Refiners in China were the top buyers of American crude oil in May, and have been regular importers since the US revived domestic output and exports in recent years.

Oil was mixed on Friday as a Canadian supply outage supported US crude prices, while an increase in production from OPEC's biggest exporter Saudi Arabia pushed Brent lower.

The rally appears to be a "short covering situation - we were down nearly 2% yesterday", said Yawger, Reuters reported.

But Saudi Arabia and other members of the Organization of the Petroleum Exporting Countries have little spare capacity and oil demand has risen faster than supply over the past year.

USA crude inventories rose by 1.2 million barrels in the week ending June 29, the Energy Information Administration said on Thursday, much higher than analysts' expectations for a decrease of 3.5 million barrels.

Oil benchmarks went in different directions again on Friday afternoon, with WTI trading up and Brent trading down as fears of the escalating U.S. Standing in the line of fire are US crude supplies to China, which have surged from virtually zero before 2017 to 400,000 barrels per day (bpd) in July.


American crude shipments to China are around 400,000 barrels per day (bpd), worth $1 billion a month at current prices.

The United States says it wants to reduce oil exports from Iran, the world's fifth biggest oil producer, to zero by November, in a move that will oblige other big producers such as Saudi Arabia to pump more.

"The Chinese have to do the tit-for-tat, they have to retaliate", said John Driscoll, director of consultancy JTD Energy, adding that cutting USA crude imports was a means "of retaliating (against) the U.S.in a very substantial way".

Tariffs would make USA oil uncompetitive in China.

US markets also garnered support from a government employment report showing better-than-expected growth in jobs. In May, Indian refiners imported 4.7 million barrels or about nine times more than April and the most of any month based on US government data going back to 2015.

The U.S. rig count, an early indicator of future output, is much higher than a year ago as energy companies have ramped up production in response to higher prices.

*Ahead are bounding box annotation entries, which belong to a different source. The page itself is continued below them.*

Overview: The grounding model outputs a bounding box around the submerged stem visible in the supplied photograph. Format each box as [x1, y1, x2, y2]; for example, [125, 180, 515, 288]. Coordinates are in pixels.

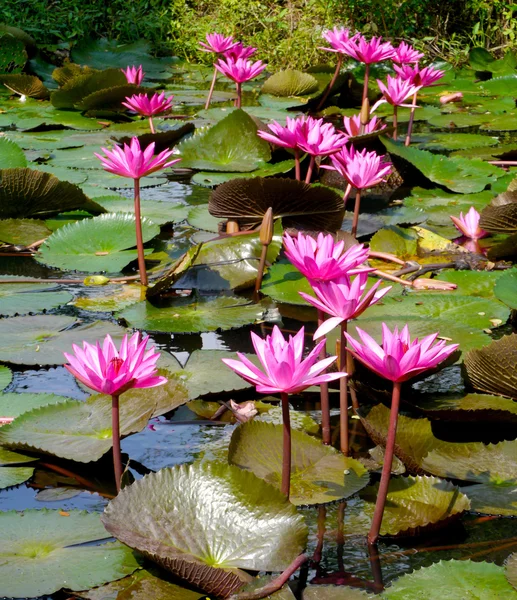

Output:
[281, 392, 291, 499]
[368, 381, 401, 544]
[134, 179, 149, 287]
[111, 394, 122, 493]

Concerns that oil prices will be weighed down by a trade conflict between the United States and China have faded to some extent, analysts said.

The South Korean embassy in Tehran on Saturday denied that the country has stopped oil imports from Iran, IRAN Daily reported.

The major story remains the looming supply shortages due to USA sanctions against Iran.

South Korea is reported to have stopped importing Iran's oil and condensate in what appears to be a temporary halt until the country obtains an exemption from United States curbs on buying Iranian oil.

"At the same time, Venezuela... will lose another 400,000 bpd by year-end with production going to below 1 million bpd", FGE said, adding that another 300,000 bpd of Libyan capacity was disrupted.

Saudi Arabia told the Organization of the Petroleum Exporting Countries that it increased production by nearly 500,000 barrels per day last month.